La douleur devenue chronique influe sur le patient lui-même mais aussi sur le comportement de son entourage familial ou médical. C'est pourquoi, dans plusieurs grandes villes, des programmes d'évaluation et de traitement de la douleur à domicile ont été mis en place dans le cadre plus général de l'hospitalisation à domicile (HAD). La population concernée était d'abord celle des patients sidéens, puis celle des cancéreux ; désormais, elle s'étend à tout sujet souffrant physiquement. L'effet conjugué de la demande des patients et de leurs proches, des progrès de la technique médicale et des contraintes économiques de plus en plus lourdes tend à privilégier le traitement à domicile. Celui de la douleur cancéreuse en constitue une indication privilégiée si les équipes médicales sont bien formées, des enquêtes ayant montré qu'encore 30 à 40 % seulement des patients soignés à domicile s'estimaient suffisamment soulagés de leur douleur.

Oser la morphine

Au 39e rang mondial en 1987 pour la consommation par habitant de morphiniques, la France figure aujourd'hui au dixième rang... Il s'agit là d'un excellent indicateur indirect de la qualité de prise en charge de la douleur. Ces progrès récents sont l'œuvre de médecins mais aussi de parlementaires, notamment de Lucien Neuwirth, sénateur de la Loire.
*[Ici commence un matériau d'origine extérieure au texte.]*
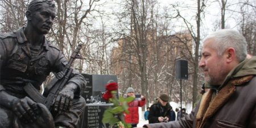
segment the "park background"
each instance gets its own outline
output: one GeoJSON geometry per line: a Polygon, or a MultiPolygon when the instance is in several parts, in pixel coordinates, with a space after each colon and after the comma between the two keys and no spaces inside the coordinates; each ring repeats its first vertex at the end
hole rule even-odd
{"type": "MultiPolygon", "coordinates": [[[[1,33],[26,24],[30,1],[0,0],[1,33]]],[[[175,63],[185,59],[189,74],[182,82],[182,101],[183,106],[191,104],[191,111],[204,82],[198,67],[202,40],[212,31],[237,30],[246,38],[248,53],[256,55],[254,0],[55,1],[56,18],[46,35],[52,45],[68,58],[82,43],[82,58],[76,60],[75,68],[83,73],[117,75],[119,96],[131,86],[146,96],[146,107],[161,93],[180,104],[175,63]]]]}

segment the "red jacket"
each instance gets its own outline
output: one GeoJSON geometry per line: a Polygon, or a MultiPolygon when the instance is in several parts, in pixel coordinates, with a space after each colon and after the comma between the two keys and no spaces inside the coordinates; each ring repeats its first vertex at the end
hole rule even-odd
{"type": "Polygon", "coordinates": [[[129,114],[125,113],[125,121],[126,123],[138,124],[139,123],[139,106],[142,107],[146,104],[146,100],[134,100],[128,104],[129,114]]]}

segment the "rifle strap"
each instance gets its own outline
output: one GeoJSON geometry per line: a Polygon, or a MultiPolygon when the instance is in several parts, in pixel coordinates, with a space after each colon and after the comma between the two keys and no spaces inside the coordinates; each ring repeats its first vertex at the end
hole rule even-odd
{"type": "Polygon", "coordinates": [[[43,103],[46,98],[32,85],[30,82],[27,82],[23,87],[24,90],[27,93],[30,98],[36,102],[43,103]]]}

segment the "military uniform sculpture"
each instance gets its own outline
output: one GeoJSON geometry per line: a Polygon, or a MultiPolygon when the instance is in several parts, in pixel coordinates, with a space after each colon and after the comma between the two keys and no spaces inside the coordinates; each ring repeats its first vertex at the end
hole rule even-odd
{"type": "Polygon", "coordinates": [[[77,127],[85,106],[80,94],[86,84],[82,75],[72,72],[51,111],[24,89],[30,83],[39,90],[50,72],[61,72],[68,63],[44,36],[55,17],[52,1],[32,1],[26,16],[26,26],[0,34],[0,127],[77,127]]]}

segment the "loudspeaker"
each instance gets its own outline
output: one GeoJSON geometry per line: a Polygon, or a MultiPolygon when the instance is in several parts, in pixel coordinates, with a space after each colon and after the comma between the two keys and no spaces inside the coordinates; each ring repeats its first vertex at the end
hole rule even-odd
{"type": "Polygon", "coordinates": [[[177,60],[175,62],[176,79],[188,79],[188,61],[186,60],[177,60]]]}

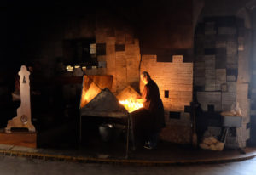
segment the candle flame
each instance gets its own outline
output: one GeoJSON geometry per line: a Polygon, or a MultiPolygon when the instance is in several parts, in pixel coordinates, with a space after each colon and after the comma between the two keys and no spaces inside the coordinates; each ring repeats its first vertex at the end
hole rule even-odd
{"type": "Polygon", "coordinates": [[[132,102],[130,100],[119,101],[119,103],[128,110],[129,113],[133,112],[143,107],[143,104],[139,102],[132,102]]]}

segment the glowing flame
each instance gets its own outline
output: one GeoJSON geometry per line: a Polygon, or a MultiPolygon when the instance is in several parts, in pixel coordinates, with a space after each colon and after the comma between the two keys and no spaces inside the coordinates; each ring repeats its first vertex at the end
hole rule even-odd
{"type": "Polygon", "coordinates": [[[119,101],[119,103],[128,110],[128,112],[133,112],[140,108],[143,107],[143,104],[138,102],[131,102],[129,100],[119,101]]]}

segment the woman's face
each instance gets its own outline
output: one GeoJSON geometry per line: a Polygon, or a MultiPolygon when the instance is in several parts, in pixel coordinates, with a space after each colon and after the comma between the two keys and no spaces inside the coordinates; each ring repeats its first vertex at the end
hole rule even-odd
{"type": "Polygon", "coordinates": [[[143,81],[143,82],[144,84],[147,84],[148,83],[148,81],[147,81],[147,78],[143,76],[143,75],[141,75],[141,80],[143,81]]]}

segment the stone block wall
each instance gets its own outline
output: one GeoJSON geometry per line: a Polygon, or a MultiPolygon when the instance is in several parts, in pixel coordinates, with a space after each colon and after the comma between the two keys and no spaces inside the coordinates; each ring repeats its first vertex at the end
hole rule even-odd
{"type": "Polygon", "coordinates": [[[228,136],[226,146],[230,148],[239,144],[244,147],[250,137],[250,47],[245,43],[249,42],[249,32],[241,21],[236,17],[206,18],[198,25],[195,37],[194,88],[203,111],[212,107],[215,112],[230,111],[234,102],[241,110],[242,132],[228,136]]]}
{"type": "Polygon", "coordinates": [[[98,27],[96,42],[96,48],[105,46],[106,52],[98,55],[97,59],[106,62],[106,74],[113,76],[113,92],[119,93],[128,85],[138,90],[141,55],[139,41],[134,37],[132,30],[98,27]]]}
{"type": "MultiPolygon", "coordinates": [[[[193,95],[193,63],[183,63],[183,56],[172,62],[157,62],[156,55],[143,55],[140,71],[148,71],[157,83],[165,108],[166,127],[162,139],[179,144],[190,143],[190,114],[185,112],[193,95]]],[[[143,84],[141,82],[140,89],[143,84]]]]}

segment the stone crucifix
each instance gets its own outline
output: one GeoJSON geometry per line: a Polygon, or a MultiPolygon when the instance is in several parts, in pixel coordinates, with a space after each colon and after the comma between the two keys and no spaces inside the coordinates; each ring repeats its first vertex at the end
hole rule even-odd
{"type": "Polygon", "coordinates": [[[35,132],[35,127],[31,122],[30,103],[30,72],[25,65],[22,65],[20,76],[20,106],[17,109],[17,116],[8,121],[5,131],[9,133],[11,128],[27,128],[29,132],[35,132]]]}

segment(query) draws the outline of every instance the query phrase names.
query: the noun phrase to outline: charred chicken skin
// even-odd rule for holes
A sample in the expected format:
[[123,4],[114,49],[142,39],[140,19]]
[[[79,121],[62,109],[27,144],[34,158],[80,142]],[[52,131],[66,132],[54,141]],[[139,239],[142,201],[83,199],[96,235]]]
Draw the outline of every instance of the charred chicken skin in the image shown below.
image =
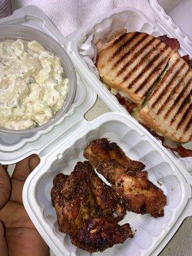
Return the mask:
[[102,251],[132,236],[129,224],[117,224],[125,214],[121,199],[88,161],[78,162],[68,176],[59,173],[53,184],[51,195],[59,230],[68,234],[75,245],[90,252]]
[[85,225],[76,236],[72,236],[71,239],[76,246],[92,253],[123,243],[132,236],[129,224],[120,226],[108,217],[96,216],[86,221]]
[[51,195],[59,230],[69,235],[74,234],[86,220],[97,214],[86,173],[78,172],[77,165],[69,176],[59,173],[53,184]]
[[84,157],[110,182],[124,200],[128,211],[164,216],[166,198],[161,189],[147,179],[141,163],[129,159],[115,143],[95,140],[84,149]]
[[104,160],[115,159],[130,171],[145,167],[141,162],[131,160],[115,142],[109,143],[105,138],[91,141],[84,150],[84,156],[93,166]]

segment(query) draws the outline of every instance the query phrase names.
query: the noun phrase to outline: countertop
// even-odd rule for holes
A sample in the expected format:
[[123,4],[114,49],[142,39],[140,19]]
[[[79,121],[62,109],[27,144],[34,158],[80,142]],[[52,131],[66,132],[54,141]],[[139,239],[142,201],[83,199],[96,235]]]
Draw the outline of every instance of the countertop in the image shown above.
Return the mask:
[[[111,110],[98,97],[95,104],[85,115],[86,119],[91,120]],[[175,236],[161,252],[159,256],[192,255],[192,217],[186,218]],[[51,256],[54,254],[51,252]],[[132,255],[134,256],[134,255]]]

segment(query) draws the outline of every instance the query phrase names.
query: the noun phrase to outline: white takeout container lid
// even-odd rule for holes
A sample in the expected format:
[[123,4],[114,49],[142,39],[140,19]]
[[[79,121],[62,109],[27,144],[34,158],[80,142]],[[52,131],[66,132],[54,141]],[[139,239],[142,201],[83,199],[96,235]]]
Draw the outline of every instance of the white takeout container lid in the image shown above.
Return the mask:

Il a été trop longtemps enseigné que la morphine ne devait être administrée qu'en cas de nécessité absolue, au terme même de l'existence, sous prétexte d'un risque majeur de dépression respiratoire et, bien sûr, d'une accoutumance menant à la toxicomanie. Son administration est désormais facilitée : la durée maximale de prescription des présentations orales a été doublée, passant de 14 à 28 jours. Mais le système demeure contraignant au plan administratif. Peut-être l'informatisation des dossiers médicaux des patients permettra-t-elle de voir disparaître le système actuel du carnet à souche. Quoi qu'il en soit, la vente de morphiniques, aux hôpitaux comme aux officines, s'est régulièrement accrue dans les années 90, ce qui témoigne d'une modification du comportement des médecins, qui hésitent moins à recourir à des produits efficaces. Par ailleurs, les progrès réalisés dans l'électronique et la miniaturisation permettent d'instaurer à domicile une analgésie contrôlée par le patient lui-même. Outre la perfusion continue de l'analgésique constituant la dose de base, le malade peut, grâce à un pousse-seringue ou à une pompe électronique, s'administrer des doses supplémentaires dans des conditions prédéterminées par le médecin.